Jakarta, Aktual.com – Bank Indonesia (BI) menegaskan nilai tukar rupiah masih berada dalam zona aman dengan dukungan cadangan devisa sebesar 156 miliar dolar AS di tengah tekanan global. Otoritas moneter menilai posisi cadangan devisa tersebut menjadi bantalan utama dalam menjaga stabilitas eksternal dan kepercayaan pasar.
Deputi Gubernur Senior BI Destry Damayanti menekankan bahwa kekuatan cadangan devisa memberikan ruang kebijakan yang cukup luas bagi bank sentral.

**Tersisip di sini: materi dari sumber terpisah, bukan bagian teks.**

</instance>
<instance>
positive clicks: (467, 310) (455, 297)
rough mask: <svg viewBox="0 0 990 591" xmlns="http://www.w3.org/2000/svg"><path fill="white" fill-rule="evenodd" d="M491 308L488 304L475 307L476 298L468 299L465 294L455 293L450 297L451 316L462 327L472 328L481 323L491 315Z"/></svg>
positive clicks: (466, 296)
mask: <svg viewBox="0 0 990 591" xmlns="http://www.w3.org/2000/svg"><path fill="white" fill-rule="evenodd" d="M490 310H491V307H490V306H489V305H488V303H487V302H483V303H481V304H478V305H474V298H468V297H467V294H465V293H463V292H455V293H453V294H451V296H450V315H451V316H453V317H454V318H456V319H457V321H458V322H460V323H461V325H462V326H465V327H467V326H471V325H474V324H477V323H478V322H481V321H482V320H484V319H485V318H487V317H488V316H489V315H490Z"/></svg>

“Cadangan devisa kita masih sangat kuat di level 156 miliar dolar AS,” ucap Destry dalam konferensi pers secara virtual, Rabu (21/1/2026).
Ia menjelaskan bahwa pelemahan rupiah belakangan ini tidak hanya dialami Indonesia, tetapi juga terjadi di sejumlah negara sekelompok akibat dinamika global. Menurutnya, tantangan utama saat ini adalah membalikkan persepsi pasar agar kembali sejalan dengan kondisi fundamental perekonomian domestik yang dinilai masih solid.
Dari sisi kebijakan, Bank Indonesia terus mengoptimalkan bauran instrumen moneter untuk menjaga stabilitas sekaligus meningkatkan daya tarik aset berdenominasi rupiah.
“Selain smart intervention, kami juga mengoptimalkan operasi moneter dengan seluruh instrumen yang kami miliki,” tutur Destry.
Upaya stabilisasi tersebut diperkuat dengan strategi dedolarisasi melalui peningkatan transaksi mata uang lokal atau local currency transaction (LCT). Bank Indonesia mencatat volume transaksi LCT sepanjang 2025 meningkat signifikan hingga mencapai 25,66 miliar dolar AS pada akhir Desember 2025, hampir dua kali lipat dibandingkan tahun sebelumnya.
Selain itu, BI juga memperluas pengembangan pasar non-dolar dengan membuka transaksi rupiah–yen bersama Jepang serta rupiah–renminbi (RMB) dengan Tiongkok. Langkah ini diarahkan untuk mengurangi ketergantungan terhadap dolar AS dalam transaksi internasional sekaligus memperkuat stabilitas nilai tukar rupiah ke depan.